DCDC is organized around water and other environmental resource decisions in a complex, dynamic urban system. The DCDC research plan is conceptualized in terms of a decision process that links interdisciplinary research projects in a broader effort to inform urban decision makers about the evolving challenges of coping with a changing climate.
DCDC’s conceptual approach is illustrated in the diagram: the uncertainties of climate change affect individual and societal alternatives (adaptation decisions), but function through an urban system with economic feedbacks and distributional (social and spatial) consequences.
Points of focus for our interdisciplinary research agenda are: 1) climatic uncertainties, 2) outcomes (economic feedbacks, urban system dynamics, and distribution effects), and 3) adaptation decisions. Activities cutting across these themes are simulation modeling and boundary studies.

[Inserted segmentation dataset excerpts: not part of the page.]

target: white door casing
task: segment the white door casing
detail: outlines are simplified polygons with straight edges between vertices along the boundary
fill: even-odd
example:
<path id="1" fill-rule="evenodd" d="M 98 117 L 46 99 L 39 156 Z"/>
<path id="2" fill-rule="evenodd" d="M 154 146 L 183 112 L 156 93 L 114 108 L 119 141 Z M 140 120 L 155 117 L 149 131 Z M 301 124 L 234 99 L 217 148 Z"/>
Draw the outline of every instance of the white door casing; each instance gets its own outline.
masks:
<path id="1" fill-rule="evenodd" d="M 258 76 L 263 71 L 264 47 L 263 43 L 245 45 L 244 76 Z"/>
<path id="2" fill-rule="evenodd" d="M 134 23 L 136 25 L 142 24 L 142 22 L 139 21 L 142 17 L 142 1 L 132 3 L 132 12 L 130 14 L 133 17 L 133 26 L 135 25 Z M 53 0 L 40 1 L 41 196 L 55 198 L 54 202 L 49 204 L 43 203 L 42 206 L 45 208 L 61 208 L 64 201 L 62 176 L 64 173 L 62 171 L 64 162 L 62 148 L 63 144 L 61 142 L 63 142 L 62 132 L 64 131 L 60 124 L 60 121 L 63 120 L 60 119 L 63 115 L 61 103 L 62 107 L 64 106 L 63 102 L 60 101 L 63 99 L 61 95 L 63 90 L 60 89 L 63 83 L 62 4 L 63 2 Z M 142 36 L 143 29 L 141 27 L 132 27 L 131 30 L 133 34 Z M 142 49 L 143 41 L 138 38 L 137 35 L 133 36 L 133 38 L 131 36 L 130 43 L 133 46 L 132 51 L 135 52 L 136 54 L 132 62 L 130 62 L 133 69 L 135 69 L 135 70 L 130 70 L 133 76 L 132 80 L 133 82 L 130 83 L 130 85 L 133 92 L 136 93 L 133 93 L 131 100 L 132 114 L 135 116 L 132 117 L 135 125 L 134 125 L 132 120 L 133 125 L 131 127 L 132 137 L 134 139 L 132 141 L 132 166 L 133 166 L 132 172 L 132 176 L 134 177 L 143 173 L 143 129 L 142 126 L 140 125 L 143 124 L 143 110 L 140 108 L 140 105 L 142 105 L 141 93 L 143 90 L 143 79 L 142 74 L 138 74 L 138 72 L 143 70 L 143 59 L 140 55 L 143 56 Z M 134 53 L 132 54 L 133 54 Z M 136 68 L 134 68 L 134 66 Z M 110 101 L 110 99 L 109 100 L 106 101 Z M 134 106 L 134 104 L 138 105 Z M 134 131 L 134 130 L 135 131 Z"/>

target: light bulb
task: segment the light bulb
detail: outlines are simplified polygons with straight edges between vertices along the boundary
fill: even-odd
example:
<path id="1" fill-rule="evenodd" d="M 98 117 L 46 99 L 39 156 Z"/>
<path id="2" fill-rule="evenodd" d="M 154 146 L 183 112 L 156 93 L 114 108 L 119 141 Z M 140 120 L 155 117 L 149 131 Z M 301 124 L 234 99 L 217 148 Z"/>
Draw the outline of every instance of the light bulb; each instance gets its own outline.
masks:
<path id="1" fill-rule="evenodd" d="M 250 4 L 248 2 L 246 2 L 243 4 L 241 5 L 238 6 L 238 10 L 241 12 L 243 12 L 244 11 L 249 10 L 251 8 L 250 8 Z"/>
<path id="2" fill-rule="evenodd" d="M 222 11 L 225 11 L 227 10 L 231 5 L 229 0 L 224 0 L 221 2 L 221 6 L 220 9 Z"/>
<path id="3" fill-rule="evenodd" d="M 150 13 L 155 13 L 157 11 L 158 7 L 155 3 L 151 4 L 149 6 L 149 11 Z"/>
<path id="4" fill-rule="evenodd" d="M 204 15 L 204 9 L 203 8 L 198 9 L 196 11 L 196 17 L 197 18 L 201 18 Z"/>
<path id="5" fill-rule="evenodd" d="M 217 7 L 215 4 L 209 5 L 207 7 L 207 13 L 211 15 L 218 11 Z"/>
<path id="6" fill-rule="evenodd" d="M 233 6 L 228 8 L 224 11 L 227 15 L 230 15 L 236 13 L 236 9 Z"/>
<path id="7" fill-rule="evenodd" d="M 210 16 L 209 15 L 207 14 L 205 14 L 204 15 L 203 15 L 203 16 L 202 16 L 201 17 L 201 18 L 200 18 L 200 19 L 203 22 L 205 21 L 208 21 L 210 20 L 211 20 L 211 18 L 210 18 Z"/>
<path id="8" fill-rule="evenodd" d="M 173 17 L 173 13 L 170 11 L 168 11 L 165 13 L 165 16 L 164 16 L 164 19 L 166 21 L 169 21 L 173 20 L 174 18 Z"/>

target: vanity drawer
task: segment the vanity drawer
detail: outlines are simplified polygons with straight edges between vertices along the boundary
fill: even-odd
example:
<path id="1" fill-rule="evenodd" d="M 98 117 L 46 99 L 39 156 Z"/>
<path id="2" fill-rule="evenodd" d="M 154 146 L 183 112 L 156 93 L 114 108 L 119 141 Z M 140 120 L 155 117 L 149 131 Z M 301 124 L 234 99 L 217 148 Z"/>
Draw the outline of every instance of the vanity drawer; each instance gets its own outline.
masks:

Center research advances fundamental knowledge within disciplines while also striving for integration, synthesis and transformational new transdisciplinary knowledge.

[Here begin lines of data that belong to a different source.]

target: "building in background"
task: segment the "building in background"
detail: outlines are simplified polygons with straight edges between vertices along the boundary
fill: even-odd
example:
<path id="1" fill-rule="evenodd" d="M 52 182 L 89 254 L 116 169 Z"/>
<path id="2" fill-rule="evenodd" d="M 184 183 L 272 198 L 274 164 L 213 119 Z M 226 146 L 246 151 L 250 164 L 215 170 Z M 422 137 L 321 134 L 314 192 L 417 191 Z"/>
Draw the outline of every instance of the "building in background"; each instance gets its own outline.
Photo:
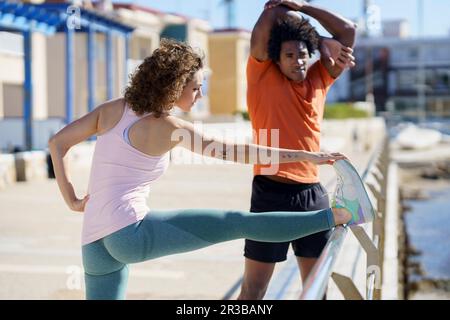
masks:
<path id="1" fill-rule="evenodd" d="M 212 115 L 247 111 L 250 36 L 250 31 L 241 29 L 216 30 L 210 34 Z"/>
<path id="2" fill-rule="evenodd" d="M 29 50 L 25 48 L 23 32 L 19 29 L 23 24 L 33 24 L 31 20 L 24 18 L 22 25 L 17 25 L 16 33 L 7 25 L 0 25 L 3 27 L 0 29 L 3 30 L 0 33 L 0 150 L 46 148 L 49 136 L 64 124 L 85 115 L 103 101 L 121 96 L 130 74 L 152 54 L 163 37 L 186 41 L 204 55 L 208 71 L 204 98 L 186 116 L 194 119 L 209 116 L 208 34 L 211 28 L 208 22 L 111 1 L 34 0 L 27 3 L 2 6 L 0 19 L 5 20 L 0 22 L 8 23 L 7 15 L 11 13 L 18 15 L 18 19 L 24 18 L 20 16 L 26 12 L 22 6 L 31 5 L 30 10 L 42 10 L 40 18 L 48 21 L 56 19 L 55 12 L 60 13 L 60 19 L 68 19 L 72 12 L 81 13 L 83 26 L 82 30 L 73 32 L 71 72 L 67 74 L 64 26 L 68 20 L 56 19 L 59 23 L 56 32 L 32 32 Z M 94 30 L 96 26 L 103 28 L 102 31 L 89 33 L 89 29 Z M 52 27 L 49 25 L 48 30 Z M 27 52 L 32 58 L 28 58 Z M 27 62 L 30 62 L 29 74 L 32 74 L 28 84 Z M 67 79 L 72 88 L 69 93 Z M 32 89 L 32 94 L 25 94 L 27 88 Z M 26 97 L 31 98 L 29 103 Z"/>
<path id="3" fill-rule="evenodd" d="M 378 112 L 450 116 L 450 37 L 360 39 L 355 57 L 357 67 L 351 70 L 349 82 L 351 100 L 364 100 L 371 83 Z M 373 70 L 369 81 L 368 60 Z"/>

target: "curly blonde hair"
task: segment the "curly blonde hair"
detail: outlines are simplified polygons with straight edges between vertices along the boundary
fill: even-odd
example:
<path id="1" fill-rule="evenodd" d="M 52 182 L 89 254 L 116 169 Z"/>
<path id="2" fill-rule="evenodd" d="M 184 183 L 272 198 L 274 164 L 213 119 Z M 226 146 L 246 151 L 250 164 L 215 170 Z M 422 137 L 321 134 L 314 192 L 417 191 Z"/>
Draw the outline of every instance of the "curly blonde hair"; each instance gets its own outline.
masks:
<path id="1" fill-rule="evenodd" d="M 184 42 L 163 39 L 145 58 L 125 89 L 125 101 L 138 115 L 167 114 L 195 73 L 203 68 L 203 56 Z"/>

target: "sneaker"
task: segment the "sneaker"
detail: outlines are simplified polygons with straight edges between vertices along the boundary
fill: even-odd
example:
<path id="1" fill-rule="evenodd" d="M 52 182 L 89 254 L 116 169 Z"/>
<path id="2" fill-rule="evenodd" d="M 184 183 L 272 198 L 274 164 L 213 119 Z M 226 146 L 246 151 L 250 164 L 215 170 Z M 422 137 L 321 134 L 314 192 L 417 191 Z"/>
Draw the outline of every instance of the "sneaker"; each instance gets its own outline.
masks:
<path id="1" fill-rule="evenodd" d="M 372 221 L 375 218 L 375 210 L 356 169 L 347 160 L 335 161 L 333 168 L 337 174 L 337 185 L 332 207 L 347 209 L 352 214 L 347 225 Z"/>

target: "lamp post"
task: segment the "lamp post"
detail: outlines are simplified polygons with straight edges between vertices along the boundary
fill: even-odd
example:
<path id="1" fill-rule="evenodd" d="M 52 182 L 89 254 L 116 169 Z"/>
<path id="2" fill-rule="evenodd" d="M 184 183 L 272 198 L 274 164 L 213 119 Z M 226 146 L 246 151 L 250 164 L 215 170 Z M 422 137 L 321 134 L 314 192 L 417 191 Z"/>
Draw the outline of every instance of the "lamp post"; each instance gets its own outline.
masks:
<path id="1" fill-rule="evenodd" d="M 425 55 L 423 50 L 423 0 L 417 0 L 417 18 L 418 18 L 418 54 L 417 54 L 417 115 L 418 121 L 424 122 L 427 113 L 427 98 L 426 98 L 426 76 L 425 76 Z"/>

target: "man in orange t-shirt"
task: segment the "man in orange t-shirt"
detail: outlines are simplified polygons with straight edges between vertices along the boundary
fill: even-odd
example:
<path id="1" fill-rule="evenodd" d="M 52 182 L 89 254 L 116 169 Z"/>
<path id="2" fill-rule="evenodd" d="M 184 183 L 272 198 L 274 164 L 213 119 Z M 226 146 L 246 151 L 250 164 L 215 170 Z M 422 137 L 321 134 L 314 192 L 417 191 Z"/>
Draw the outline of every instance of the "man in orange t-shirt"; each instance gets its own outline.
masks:
<path id="1" fill-rule="evenodd" d="M 333 36 L 322 38 L 302 12 Z M 269 1 L 256 23 L 247 64 L 247 104 L 254 142 L 320 151 L 326 94 L 347 67 L 354 66 L 355 25 L 327 10 L 291 0 Z M 320 59 L 307 68 L 316 51 Z M 309 162 L 255 165 L 252 212 L 309 211 L 330 206 Z M 276 227 L 276 226 L 274 226 Z M 292 241 L 304 281 L 328 240 L 327 232 Z M 239 299 L 262 299 L 276 262 L 286 260 L 289 242 L 245 242 L 245 272 Z"/>

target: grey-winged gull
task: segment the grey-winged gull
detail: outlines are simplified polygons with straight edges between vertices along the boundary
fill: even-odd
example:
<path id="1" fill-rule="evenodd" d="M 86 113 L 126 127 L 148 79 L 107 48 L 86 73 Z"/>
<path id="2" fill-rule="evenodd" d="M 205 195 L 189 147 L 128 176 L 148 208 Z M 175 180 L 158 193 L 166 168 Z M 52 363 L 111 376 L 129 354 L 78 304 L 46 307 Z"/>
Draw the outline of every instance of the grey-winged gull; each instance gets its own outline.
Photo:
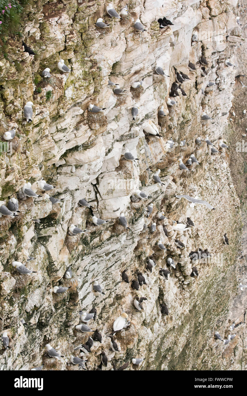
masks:
<path id="1" fill-rule="evenodd" d="M 193 204 L 198 204 L 199 205 L 205 205 L 209 209 L 214 209 L 210 204 L 207 202 L 206 201 L 203 201 L 201 199 L 196 199 L 195 198 L 193 198 L 193 197 L 191 197 L 189 195 L 176 195 L 175 196 L 176 198 L 185 198 L 187 200 L 189 201 L 190 202 L 192 202 Z"/>
<path id="2" fill-rule="evenodd" d="M 112 4 L 110 3 L 106 7 L 106 12 L 108 15 L 109 15 L 111 17 L 113 17 L 114 18 L 117 18 L 119 19 L 121 19 L 120 15 L 119 15 L 116 10 L 113 8 Z"/>
<path id="3" fill-rule="evenodd" d="M 44 78 L 50 78 L 51 76 L 51 74 L 50 73 L 50 69 L 49 69 L 49 67 L 46 67 L 44 70 L 43 70 L 42 72 L 41 76 L 43 77 Z"/>
<path id="4" fill-rule="evenodd" d="M 70 69 L 65 64 L 64 61 L 63 59 L 60 59 L 57 63 L 57 67 L 61 71 L 63 72 L 63 73 L 67 73 L 68 72 L 71 71 Z"/>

Prior DCDC research identified and addressed the major Climatic Uncertainties facing Phoenix, including inter-annual drought, climate change, and the urban heat island and explored the sensitivity of urban water demand to variations in climate. DCDC I research also documented the increasing uncertainties associated with climate model results. In DCDC II, we are refining climate and hydrological models to represent the physical characteristics and hydraulic dynamics of our watersheds. We will determine the key areas that generate our water supply (what happens if land use/cover changes), the importance of precipitation intensity (what happens to extremes under future climate change), the importance of snow versus rain (what happens to precipitation types under future climate change and what are the impacts on water supply), and the potential effects of changing land-use conditions with wildfires, urban development, and agricultural policies.

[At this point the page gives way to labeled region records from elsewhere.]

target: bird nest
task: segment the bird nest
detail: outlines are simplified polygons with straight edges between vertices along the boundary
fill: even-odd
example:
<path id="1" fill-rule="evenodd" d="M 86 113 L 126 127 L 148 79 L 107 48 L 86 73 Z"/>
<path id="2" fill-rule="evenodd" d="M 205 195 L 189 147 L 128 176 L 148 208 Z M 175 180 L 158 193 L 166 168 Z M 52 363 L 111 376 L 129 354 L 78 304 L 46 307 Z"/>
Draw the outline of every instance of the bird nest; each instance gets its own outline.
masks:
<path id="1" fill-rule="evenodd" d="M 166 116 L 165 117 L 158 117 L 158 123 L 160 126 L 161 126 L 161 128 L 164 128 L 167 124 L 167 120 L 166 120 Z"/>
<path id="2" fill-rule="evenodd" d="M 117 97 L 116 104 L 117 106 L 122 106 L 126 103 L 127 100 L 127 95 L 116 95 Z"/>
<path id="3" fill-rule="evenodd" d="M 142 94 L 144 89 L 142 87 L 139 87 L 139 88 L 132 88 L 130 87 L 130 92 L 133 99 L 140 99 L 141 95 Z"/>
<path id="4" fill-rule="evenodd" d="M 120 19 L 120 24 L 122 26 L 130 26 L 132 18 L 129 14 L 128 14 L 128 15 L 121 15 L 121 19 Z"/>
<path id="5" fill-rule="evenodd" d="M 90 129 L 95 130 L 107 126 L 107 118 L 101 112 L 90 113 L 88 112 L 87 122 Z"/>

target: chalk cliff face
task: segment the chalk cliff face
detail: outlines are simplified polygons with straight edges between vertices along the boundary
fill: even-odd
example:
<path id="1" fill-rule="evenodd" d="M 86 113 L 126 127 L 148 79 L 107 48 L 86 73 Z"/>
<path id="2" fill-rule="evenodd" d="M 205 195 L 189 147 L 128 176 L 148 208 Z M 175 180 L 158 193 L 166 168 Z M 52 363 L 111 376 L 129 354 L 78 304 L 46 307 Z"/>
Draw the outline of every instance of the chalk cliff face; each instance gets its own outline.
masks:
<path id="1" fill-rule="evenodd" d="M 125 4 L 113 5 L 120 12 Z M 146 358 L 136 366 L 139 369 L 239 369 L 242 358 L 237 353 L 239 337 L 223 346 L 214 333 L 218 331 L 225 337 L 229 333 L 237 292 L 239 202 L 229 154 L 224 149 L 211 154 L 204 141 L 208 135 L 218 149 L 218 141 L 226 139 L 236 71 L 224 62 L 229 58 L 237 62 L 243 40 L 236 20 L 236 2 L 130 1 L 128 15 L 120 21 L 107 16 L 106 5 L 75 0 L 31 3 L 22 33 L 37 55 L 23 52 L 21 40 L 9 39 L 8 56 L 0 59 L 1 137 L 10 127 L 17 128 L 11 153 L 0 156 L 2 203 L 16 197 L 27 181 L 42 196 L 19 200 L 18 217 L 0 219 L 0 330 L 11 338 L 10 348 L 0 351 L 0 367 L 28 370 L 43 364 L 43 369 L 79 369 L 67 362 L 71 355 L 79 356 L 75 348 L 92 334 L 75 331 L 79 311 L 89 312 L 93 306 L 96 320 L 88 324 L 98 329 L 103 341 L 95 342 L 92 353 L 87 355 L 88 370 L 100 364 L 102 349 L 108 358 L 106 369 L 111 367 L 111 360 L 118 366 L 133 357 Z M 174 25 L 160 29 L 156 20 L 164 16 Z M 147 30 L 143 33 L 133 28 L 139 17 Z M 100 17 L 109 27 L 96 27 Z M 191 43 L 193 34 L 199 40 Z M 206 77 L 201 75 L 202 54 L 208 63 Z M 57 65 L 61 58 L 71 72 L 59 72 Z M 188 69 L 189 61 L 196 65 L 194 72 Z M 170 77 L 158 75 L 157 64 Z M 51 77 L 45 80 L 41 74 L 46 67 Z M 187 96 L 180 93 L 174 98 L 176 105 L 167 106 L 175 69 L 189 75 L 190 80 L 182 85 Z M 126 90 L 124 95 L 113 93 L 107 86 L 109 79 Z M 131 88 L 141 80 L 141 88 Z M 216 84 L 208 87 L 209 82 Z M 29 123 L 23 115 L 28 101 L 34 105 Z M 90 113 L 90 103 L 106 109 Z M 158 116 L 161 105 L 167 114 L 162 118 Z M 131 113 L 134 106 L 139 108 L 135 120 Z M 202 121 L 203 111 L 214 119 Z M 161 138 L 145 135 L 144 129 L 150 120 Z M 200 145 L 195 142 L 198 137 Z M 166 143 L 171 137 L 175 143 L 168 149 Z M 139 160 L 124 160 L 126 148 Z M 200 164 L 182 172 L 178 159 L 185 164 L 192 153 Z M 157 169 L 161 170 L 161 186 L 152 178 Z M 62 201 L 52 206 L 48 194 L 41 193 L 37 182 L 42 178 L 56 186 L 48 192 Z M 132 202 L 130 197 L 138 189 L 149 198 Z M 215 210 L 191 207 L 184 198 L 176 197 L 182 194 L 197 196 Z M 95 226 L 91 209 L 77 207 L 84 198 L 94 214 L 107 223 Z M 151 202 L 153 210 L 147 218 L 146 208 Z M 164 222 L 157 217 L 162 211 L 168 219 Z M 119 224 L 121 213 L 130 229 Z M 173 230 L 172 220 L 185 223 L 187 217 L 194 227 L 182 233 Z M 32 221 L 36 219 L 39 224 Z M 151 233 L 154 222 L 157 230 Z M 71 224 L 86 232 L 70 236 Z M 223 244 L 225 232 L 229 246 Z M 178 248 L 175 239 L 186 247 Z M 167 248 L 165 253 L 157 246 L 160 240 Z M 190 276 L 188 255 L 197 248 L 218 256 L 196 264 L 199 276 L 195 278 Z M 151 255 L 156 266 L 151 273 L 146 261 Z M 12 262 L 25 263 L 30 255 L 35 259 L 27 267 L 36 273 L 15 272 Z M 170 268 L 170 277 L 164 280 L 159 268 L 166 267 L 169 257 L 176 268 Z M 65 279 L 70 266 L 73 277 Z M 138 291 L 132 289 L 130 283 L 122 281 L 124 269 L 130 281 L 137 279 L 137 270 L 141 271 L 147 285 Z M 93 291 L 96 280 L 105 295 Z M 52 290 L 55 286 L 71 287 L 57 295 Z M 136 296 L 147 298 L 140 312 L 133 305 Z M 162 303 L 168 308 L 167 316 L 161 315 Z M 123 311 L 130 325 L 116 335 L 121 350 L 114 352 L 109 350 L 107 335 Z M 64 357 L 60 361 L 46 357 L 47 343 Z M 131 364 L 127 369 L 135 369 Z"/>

Adaptation decisions involve choices at the individual and societal levels in response to climatic uncertainties. These often uncoordinated adaptations of individuals aggregate into changes in social, economic, and environmental conditions that prompt institutional responses that can function to the detriment of regional adaptation. DCDC II will advance fundamental knowledge about adaptation decisions under uncertainty from three perspectives: decision analysis, decision processes, and institutional roles in decision making.Adaptation decisions affect urban systems by making them more or less resilient, distributing risk, and altering the trajectory of the economy. Adaptation decisions thus can be studied in terms of their impacts on economic feedbacks and urban-systems and the spatial distribution of the effects.
Adaptation decisions have outcomes in terms of economic feedbacks, urban-system impacts and distributional effects.
- Environmental Economics: Water Demand Research
- Urban Systems Dynamics
- Distributional Effects: Vulnerability, Resilience and Risk
Cutting across DCDC’s study of societal alternatives, outcomes, and uncertainties are boundary studies and simulation modeling.